Whats this 99 44/100 stuff ? Get rid of it all. Our kids moved out of the house in 1994 and we sold it as is, furniture, motorcycles, cars ans snowblower then moved aboard. What a sense of freedom. Have never regretted it. I think we are the only liveaboards we know without shoreside storage. Good luck on the search


----------



## labatt (Jul 31, 2006)

Was she on stands at the Charleston Boatworks by chance?


----------



## Sinuous (Sep 14, 2008)

Yes she is, Labatt; still there getting her bottom painted this week.


----------



## Sinuous (Sep 14, 2008)

boatpoker said:


> After seeing the name "sinuous" I though of changing mine to "succulent".
> Whats this 99 44/100 stuff ? Get rid of it all. Our kids moved out of the house in 1994 and we sold it as is, furniture, motorcycles, cars ans snowblower then moved aboard. What a sense of freedom. Have never regretted it. I think we are the only liveaboards we know without shoreside storage. Good luck on the search


Eh, "Sinuous" is a throwback to my motorhead days. Just a meaningless name with history.

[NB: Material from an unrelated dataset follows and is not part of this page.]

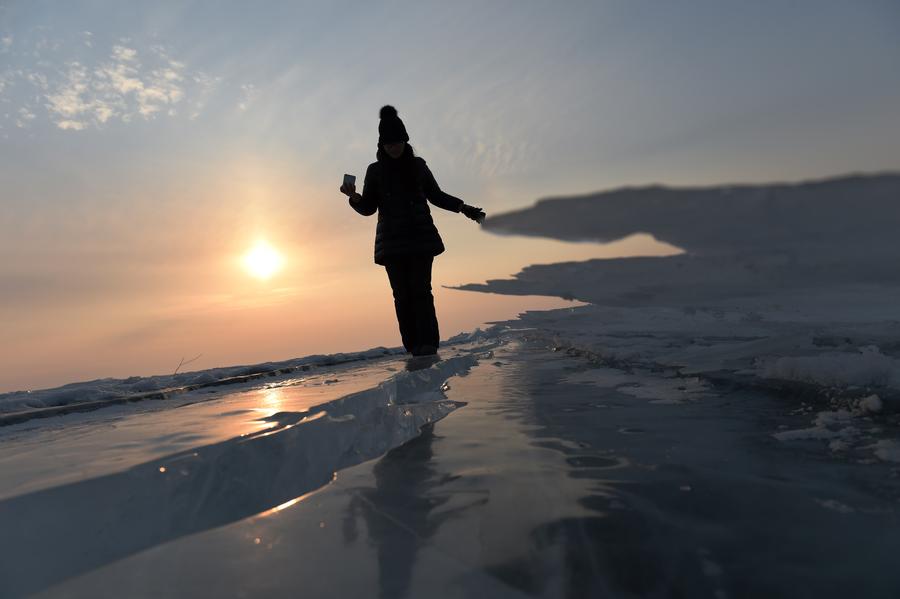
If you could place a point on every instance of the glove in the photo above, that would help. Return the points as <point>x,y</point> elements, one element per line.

As for the 0.56% we're keeping, well, that includes about 5 changes of clothes each, toolboxes, Swiss army knife, towel, peril-sensitive sunglasses...just the vitals/essentials that we already own.


----------



## labatt (Jul 31, 2006)

We saw her there when we were getting our liferaft worked on... that yard does amazing paintwork, especially with awlgrip... congrats on the new boat! She was purty.


----------



## craigtoo (Aug 17, 2007)

Sinuous said:


> We bought a boat.
> 
> A 1968 Soverel 33 sloop, in Charleston SC.
> 
> ...


Congrats!!! Way to go!

(or should I wait till the 9th???)


----------



## Sinuous (Sep 14, 2008)

Nah, check cleared, we're solid.  

We drive down Friday to finish the paperwork and move her to the marina Saturday, then we spend a long weekend aboard assessing the situation. Moving a toolbag, first aid kit, and cleaning kit in, for starters.


----------



## Sinuous (Sep 14, 2008)

labatt said:


> We saw her there when we were getting our liferaft worked on... that yard does amazing paintwork, especially with awlgrip... congrats on the new boat! She was purty.


Thanks! And I bookmarked your blog, been a good read so far.


----------